Providing it was real, the instructor should have just grabbed another uke the second time it became clear (after the first time he asked the uke to loosen up) that the uke was going to root and not allow him to do the throw.
I've found that at seminars about one out of ten people is "this guy", and you just have to sigh, get on with it as he smirks that he "proved something", and wait for the next partner..hopefully one that's more interested in learning than measurement contests.
I've been seeing this a lot with MMA groups. I think it partially stems from the fact that they are not being taught proper dojo etiquette.

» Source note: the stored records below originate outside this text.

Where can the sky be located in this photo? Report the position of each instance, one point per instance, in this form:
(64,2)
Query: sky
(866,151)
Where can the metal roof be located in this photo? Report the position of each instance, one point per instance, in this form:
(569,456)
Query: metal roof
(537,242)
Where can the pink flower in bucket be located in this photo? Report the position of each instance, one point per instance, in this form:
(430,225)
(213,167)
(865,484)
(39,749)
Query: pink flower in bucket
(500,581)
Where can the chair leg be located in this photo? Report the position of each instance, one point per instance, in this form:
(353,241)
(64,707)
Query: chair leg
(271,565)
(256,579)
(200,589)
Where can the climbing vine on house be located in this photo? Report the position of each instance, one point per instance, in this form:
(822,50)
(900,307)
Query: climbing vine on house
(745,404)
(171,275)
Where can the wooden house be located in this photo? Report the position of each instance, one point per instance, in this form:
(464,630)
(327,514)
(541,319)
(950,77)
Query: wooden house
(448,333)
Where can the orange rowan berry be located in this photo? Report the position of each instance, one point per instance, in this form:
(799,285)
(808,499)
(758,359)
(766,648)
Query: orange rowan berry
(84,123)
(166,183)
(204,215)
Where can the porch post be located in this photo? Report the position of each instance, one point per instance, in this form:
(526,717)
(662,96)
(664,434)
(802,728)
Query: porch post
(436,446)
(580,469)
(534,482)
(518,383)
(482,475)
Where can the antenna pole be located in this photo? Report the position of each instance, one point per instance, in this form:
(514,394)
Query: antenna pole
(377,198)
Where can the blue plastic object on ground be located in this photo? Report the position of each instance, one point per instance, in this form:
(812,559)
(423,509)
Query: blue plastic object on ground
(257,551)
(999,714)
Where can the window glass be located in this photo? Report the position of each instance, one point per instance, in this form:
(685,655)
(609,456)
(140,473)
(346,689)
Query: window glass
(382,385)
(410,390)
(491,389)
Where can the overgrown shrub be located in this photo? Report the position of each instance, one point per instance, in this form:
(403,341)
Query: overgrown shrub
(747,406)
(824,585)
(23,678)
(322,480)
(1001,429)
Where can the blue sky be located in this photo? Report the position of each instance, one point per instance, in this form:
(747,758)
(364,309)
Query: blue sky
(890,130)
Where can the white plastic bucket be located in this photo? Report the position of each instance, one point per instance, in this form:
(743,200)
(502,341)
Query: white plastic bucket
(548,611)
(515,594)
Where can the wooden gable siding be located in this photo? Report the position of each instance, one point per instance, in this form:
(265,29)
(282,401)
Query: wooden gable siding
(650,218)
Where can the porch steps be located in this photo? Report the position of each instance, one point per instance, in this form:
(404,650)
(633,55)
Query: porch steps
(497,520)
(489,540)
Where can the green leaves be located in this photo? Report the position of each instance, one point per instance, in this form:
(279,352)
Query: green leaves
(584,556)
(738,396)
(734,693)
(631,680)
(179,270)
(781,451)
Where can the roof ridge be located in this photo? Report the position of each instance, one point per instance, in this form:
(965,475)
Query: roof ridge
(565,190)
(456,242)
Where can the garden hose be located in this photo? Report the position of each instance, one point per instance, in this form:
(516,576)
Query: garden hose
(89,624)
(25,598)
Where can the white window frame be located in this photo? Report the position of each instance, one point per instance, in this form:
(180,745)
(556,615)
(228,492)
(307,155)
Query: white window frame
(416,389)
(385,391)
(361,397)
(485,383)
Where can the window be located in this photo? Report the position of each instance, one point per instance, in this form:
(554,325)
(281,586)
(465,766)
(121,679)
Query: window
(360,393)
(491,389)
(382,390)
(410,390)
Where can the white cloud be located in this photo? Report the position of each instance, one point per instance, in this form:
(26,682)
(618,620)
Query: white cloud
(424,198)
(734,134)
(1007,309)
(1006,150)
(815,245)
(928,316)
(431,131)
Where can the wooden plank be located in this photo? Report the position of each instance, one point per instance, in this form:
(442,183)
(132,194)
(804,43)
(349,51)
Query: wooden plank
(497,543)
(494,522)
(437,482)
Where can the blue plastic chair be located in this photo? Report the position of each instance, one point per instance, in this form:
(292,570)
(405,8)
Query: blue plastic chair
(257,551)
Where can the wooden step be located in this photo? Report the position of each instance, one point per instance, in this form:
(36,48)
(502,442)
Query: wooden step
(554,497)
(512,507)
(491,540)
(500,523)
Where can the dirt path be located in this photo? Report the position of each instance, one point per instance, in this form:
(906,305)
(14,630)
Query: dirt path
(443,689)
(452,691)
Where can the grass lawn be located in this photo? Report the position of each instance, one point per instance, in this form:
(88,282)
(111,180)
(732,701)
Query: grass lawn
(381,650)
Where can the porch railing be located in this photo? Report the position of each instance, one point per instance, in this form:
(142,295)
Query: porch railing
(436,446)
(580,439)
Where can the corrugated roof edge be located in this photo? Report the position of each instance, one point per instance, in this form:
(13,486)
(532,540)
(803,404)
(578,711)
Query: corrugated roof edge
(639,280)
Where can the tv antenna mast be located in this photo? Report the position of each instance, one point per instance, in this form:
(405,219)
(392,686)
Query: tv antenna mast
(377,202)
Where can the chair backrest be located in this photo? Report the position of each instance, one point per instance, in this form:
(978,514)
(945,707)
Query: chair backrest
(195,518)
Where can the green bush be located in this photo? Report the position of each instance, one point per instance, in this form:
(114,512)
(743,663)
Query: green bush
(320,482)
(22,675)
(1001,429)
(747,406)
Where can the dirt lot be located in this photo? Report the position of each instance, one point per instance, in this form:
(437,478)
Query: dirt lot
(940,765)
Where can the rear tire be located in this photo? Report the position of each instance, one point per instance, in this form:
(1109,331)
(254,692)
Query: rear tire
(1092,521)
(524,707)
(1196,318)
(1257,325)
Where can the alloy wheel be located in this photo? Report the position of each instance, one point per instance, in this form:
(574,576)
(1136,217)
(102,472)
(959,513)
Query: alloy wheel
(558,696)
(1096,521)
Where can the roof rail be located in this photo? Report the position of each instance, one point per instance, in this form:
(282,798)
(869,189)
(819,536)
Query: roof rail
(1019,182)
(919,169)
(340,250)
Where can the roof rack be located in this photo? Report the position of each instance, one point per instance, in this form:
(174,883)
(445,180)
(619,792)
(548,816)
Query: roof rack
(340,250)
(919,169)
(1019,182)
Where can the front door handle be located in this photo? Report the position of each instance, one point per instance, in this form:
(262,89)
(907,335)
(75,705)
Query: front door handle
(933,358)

Killed the video before it finished, right after everyone jumped between the two to keep things from getting worse. Blue/purple belt(I'm not color blind, just couldn't make it out on the video) got off on the wrong foot. Maybe he thought he was cutting right to the chase and wanted to get on with the demo and start working. I don't know, but a simple "hey bro, thanks for being uke" and a fast hand shake and you are good to go with a touch of respect. The brown belt was being...pick your name here, in part to salvage the ego I believe. The way the instructor in this kept coming back to this being a "really nice judo throw" makes me think he's a dan grade in judo and trying to bring some throws to a BJJ academy. Looked to me that the brown belt was trying to make him look bad by resisting after being asked several times to go easy for the demo. The instructor could clearly strip the grip and likely pull the arm into position to throw if he weren't "walking" the technique through to demonstrate it. I can see why he lost his patients. Slapping the brown belt was uncalled for. Two solutions are there. One, just tell him bluntly, lets cooperate for the drill or sit down, and he grabs someone willing to work. Or he can strip the grip, drag the arm over hard and throw him at a competition level intensity...then ask for someone who wants to walk it through at a slower speed. The brown belt obviously wanted to act like it was time to roll hard and apply force. Which one of these you go with has a lot to do with the way you came up in the arts. Some older instructors would find this kind of behavior very disrespectful and wouldn't tolerate it at all.
There was enough ego in the air to cut it with a knife, on both sides of this video. Some guys are hostile to others bringing in skills and knowledge that they don't have. I've seen, and had, several who try to wreck the transmition of knowledge with this sort of behavior. They make sure that what you do doesn't look good to discredit you so people don't look at the holes in their game and ask why they didn't know these sorts of things. MMA/BJJ don't have a lock on this sort of thing. I had a Hapkido instructor I was partnered with at a seminar nearly rip the legiments out of my wrists and then refuse to tap as I applied the techinque in return. He'd told me he brought several students with him and I'm sure that this played into his behavior. The cool part was Leon Jay coming over and giving me a pointer on how to make it hurt really badly and dropped the guy to his knees. Saw the same when I was a guest in an Aikido class, and a karate class. I've been treated great by another Aikido class and shown great respect for what I knew there and in another karate club when I started.